“That man was like a black rock, and very cold.”
– Isabel Gowdxe, in 1662
“Now after the devil had ended his admonitions, he came down out of the pulpit, and made all the company come and kiss his arse, which they said was cold like ice; his body was hard like rock, as those who touched him thought.”
– Agnes Sampson, in 1590
“Sukie said a man has bought the Lenox mansion,” Jane Smart said in her hasty but resolute manner.
“A man?” Alexandra Spofford asked, her peaceful aura that morning disturbed by the assertive word.
“From New York,” Jane hurried on, dropping the r in Massachusetts style. “No wife and family, evidently.”
“Oh. One of those,” Alexandra said. Hearing this rumor about a homosexual that had come up from Manhattan to invade them, delivered in Jane's northern voice, she felt intersected where she was, in this mysterious sullen state of Rhode Island. She had been born in the West, where white and violet mountains lift in pursuit of the fluffy clouds, and tumbleweed rolls in pursuit of the horizon.
“Sukie isn't so sure,” Jane said swiftly. “He appears quite sturdy, and the backs of his hands are so hairy, she says. He told the people at Perley Realty he needed large space because he was an inventor with a lab. And he's got a number of pianos.”
Alexandra giggled. The sound of her laughter little changed since her Colorado girlhood; it seemed it was produced not out of her throat but by a little bird perched on her shoulder. “How many pianos can a man have?”
This seemed to offend Jane. Her voice bristled like a black cat's fur, iridescent. She said defensively, “Well, it's just what Marge Perley told Sukie at last night's meeting of the Horse Trough Committee.” This committee supervised the planting and, after vandalism, the replanting of a big blue marble trough for watering horses that historically stood at the center of Eastwick, where the two main streets met. The town was shaped like an L, fitted around Narragansett Bay. Dock Street held the downtown businesses, and Oak Street at right angles to it was where the lovely big old homes were. Marge Perley, whose horrid canary-yellow For Sale signs jumped up and down on trees and fences according to the tides of economics and fashion (Eastwick had for decades been semi-depressed and semi-fashionable) and people moved in or out of the town, was a heavily made-up, energetic woman who, if one at all, was a witch of a different type from Jane, Alexandra, and Sukie. There was a husband, a tiny fussy Homer Perley always trimming their hedge, and this made a difference. “The papers were passed in Providence,” Jane continued.

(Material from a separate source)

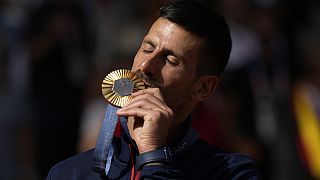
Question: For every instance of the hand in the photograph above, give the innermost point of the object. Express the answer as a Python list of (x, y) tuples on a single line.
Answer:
[(151, 121)]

“And with hairy backs to his hands,” Alexandra mused. As if in a crystal ball she saw that she would meet and fall in love with this man and that little good would come of it. “Didn't he have a name?” she asked.
Jane only remembered that it was one of those names with a 'van' or a 'von' or a 'de' in it.”
“When is he going to move in?”
“He said soon. He could be in there now!” Jane sounded alarmed. Alexandra visualized the other woman's rather too thick (for the rest of her thin face) eyebrows lifting in halfcircles above her dark resentful eyes. If Alexandra was the large type of witch, always spreading herself thin, trying to merge with the landscape, and in her heart rather lazy and cool, Jane was hot, short, concentrated like a pencil point, and Sukie Rougemont, busy downtown all day long gathering news and smiling hello, had an oscillating nature. So Alexandra mused, hanging up. Things fall into threes. And magic occurs all around us when nature finds the predestined forms, and things crystalline and organic fall together at angles of sixty degrees, the equilateral triangle being the mother of structure.
She returned to putting jars of spaghetti sauce on the shelf, sauce for more spaghetti than she and her children could consume in a hundred years. It was, she vaguely felt, some kind of ridiculous tribute to her present lover, a plumber of Italian ancestry. She made that sauce of her own tomatoes. Ever since, two summers ago, Joe Marino had begun to come into her bed, an extravagant fecundity had overtaken the plants, out in the side garden where the southwestern sun shone through the line of willows each long afternoon. The little tomato branches broke under the weight of so much fruit. Tomatoes seemed the most human of all plants, eager and fragile and prone to rot. Picking the watery orange-red balls, Alexandra felt she was cupping a giant lover's testicles in her hand. She recognized as she worked in her kitchen the something sadly menstrual in all this, the bloodlike sauce that will be poured upon the white spaghetti. The fat white strings would become her own white fat. This female struggle of hers against her own weight: at the age of thirty-eight she found it increasingly unnatural. In order to attract love must she deny her own body, like a neurotic saint of the past? Nature is the index and context of all health and if we have an appetite it must be satisfied, satisfying thereby the cosmic order. Yet she sometimes despised herself as lazy, in taking a lover of a race so tolerant of stoutness.